The Servo Wealth Management principal is wont to sift through data to find how to eke out extra basis points of return.
In a recent post, Nelson follows this familiar format by comparing the performance of three investment approaches over the past 10 years: conventional active management versus index investing versus what he calls “structured investing.”
Looking at seven different asset classes (six stock portfolios and one bond category), Nelson finds that active management performed the worst, trailing the index in five out of seven cases.
But the performance results are actually worse than they appear, he says, because of what is known as “survivorship bias”: As many as 40% of these funds have performed so poorly that even in the space of 10 years they have been shut down, their unflattering data unfactored from the category’s average.
Index funds, by simply mimicking an appropriate benchmark and keeping costs low, beat active funds, but fall short of the performance of “structured funds” in all seven categories — by 1% or more in many instances.
Structured funds, like those offered through Dimensional Fund Advisors, are managed to capture higher risk and higher return characteristics that are found in areas such as small-cap and value investing.
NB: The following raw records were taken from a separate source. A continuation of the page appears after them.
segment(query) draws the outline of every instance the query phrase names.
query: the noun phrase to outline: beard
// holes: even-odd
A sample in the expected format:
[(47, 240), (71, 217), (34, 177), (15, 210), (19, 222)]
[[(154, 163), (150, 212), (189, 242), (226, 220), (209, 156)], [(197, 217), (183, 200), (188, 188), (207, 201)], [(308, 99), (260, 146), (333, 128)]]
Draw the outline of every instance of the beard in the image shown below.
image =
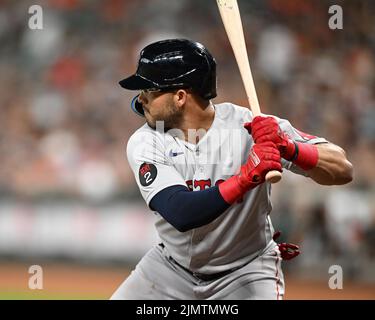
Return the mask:
[(162, 122), (164, 124), (164, 132), (166, 132), (180, 126), (183, 119), (183, 110), (178, 109), (173, 103), (169, 103), (165, 106), (162, 114), (151, 116), (150, 113), (145, 111), (145, 118), (147, 125), (154, 130), (156, 130), (156, 122)]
Nelson says they are taking index investing to the next level by accenting higher returns and extending the benefit of lower costs by avoiding portfolio turnover.
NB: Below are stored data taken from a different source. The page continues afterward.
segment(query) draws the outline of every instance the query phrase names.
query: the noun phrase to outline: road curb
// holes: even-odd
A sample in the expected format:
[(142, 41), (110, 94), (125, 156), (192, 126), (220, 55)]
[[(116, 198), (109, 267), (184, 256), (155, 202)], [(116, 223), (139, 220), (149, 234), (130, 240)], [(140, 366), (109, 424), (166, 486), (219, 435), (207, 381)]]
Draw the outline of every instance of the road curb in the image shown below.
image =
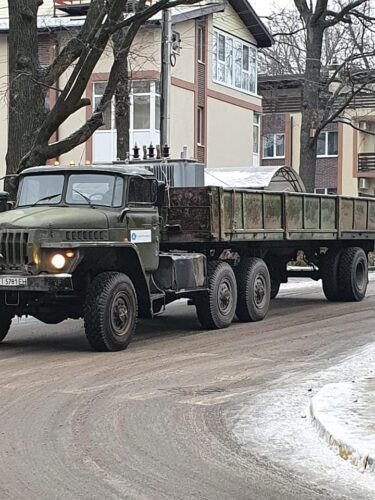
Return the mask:
[(328, 384), (310, 402), (319, 436), (341, 458), (375, 473), (375, 378)]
The difference among these alternatives can be seen especially vividly in the case of U.S. large value stocks, where active funds delivered average returns of 7.1%, index funds 8% and structured funds 9%; in the emerging markets category, the spread was 11.2%, 12.6% and 13.5% for active, index and structured funds respectively.
Discussion board critics have assailed Nelson’s approach, arguing that DFA funds are inaccessible to individual investors without an advisor, whose added fees would erode the funds’ purported advantage.
But Nelson turns that argument on its head by arguing that advisory fees are not paid for fund access but rather for essential wealth management services, and that those services are essentially delivered “for free” as a result of structured funds’ superior historical performance.
“What I tell prospective clients…is: Hiring me most likely will not cost you anything above the results you’ll earn investing on your own,” Nelson tells ThinkAdvisor.
The reason for these “free” advisory services, though, has less to do with investment performance and more to do with the discipline a good advisor can impose on naughty investor behavior.
Nelson asks: “If the average investor is costing themselves 2%+ per year [according to three estimates from the St. Louis Fed, Morningstar and John Bogle that Nelson discusses in his current blog post] due to poor decisions, is paying me 0.5% to 0.75% to avoid those bad decisions a net cost? Or are you 1.25% to 1.5% per year ahead assuming you are the average investor?”